The U.S. Senate has tapped the Internet Archive to join the Federal Depository Library Program, inserting the San-Francisco nonprofit into a 1,100-member network that preserves and distributes government documents. The designation, conveyed this week in a letter from Sen. Alex Padilla (D-Calif.) to the Government Publishing Office, gives the 28-year-old digital library direct, routine feeds of congressional reports, agency budgets, regulatory filings and other federal publications that are all in the public domain.
A Digital-First Depository
Unlike most depository libraries—which still juggle pallets of paper and microfiche—the Internet Archive’s collection lives almost entirely online. Founder Brewster Kahle said the new status “gets us closer to the source,” allowing the Archive to ingest files straight from GPO pipelines instead of waiting for partner libraries to ship boxes or upload scans. Users will see many records appear on Archive.org the same day they hit Capitol Hill’s document servers, searchable alongside the group’s Wayback Machine snapshots of now-deleted .gov pages.
Why It Matters Now
The upgrade lands as researchers and journalists scramble to track policy shifts under the Trump administration’s second term, which has already removed diversity and climate data from several federal sites. “A modern depository that’s web-native gives the public an insurance policy against vanishing records,” said James Jacobs, a government-information librarian who advises Free Government Information, a watchdog group.
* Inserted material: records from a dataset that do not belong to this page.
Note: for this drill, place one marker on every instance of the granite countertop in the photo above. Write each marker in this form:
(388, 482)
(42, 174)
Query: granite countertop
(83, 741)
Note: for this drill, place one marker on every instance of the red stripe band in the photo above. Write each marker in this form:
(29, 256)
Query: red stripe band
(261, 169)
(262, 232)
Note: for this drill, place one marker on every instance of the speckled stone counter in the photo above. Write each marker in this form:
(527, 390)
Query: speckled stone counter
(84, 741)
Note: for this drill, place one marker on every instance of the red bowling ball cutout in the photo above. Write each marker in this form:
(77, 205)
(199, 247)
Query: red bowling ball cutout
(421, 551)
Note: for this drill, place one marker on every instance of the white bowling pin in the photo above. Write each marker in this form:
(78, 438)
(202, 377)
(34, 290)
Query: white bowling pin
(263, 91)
Padilla framed the move as a way to “eliminate barriers” for communities without easy access to brick-and-mortar collections.
Legal Clouds Still Loom
The depository badge does not shield the Archive from escalating copyright fights. In September 2024, the U.S. Court of Appeals for the Second Circuit upheld a lower-court ruling that its controlled digital-lending program infringes publishers’ rights, forcing the site to remove more than 500,000 e-books and putting potential damages above $600 million. A separate lawsuit from major record labels over the “Great 78 Project” could push liabilities past $700 million. Kahle has vowed to continue appealing but conceded in a recent blog post that the organization is “lawyering on multiple fronts while still trying to serve readers and historians.”
For now, the federal imprimatur underscores Congress’s reliance on the very platform publishers are suing. As Padilla wrote, the Archive has already logged nearly one trillion archived web pages. “That’s not just a testament to what libraries can do,” Kahle added in a statement to KQED, “but to what open governments can share with an educated populace”.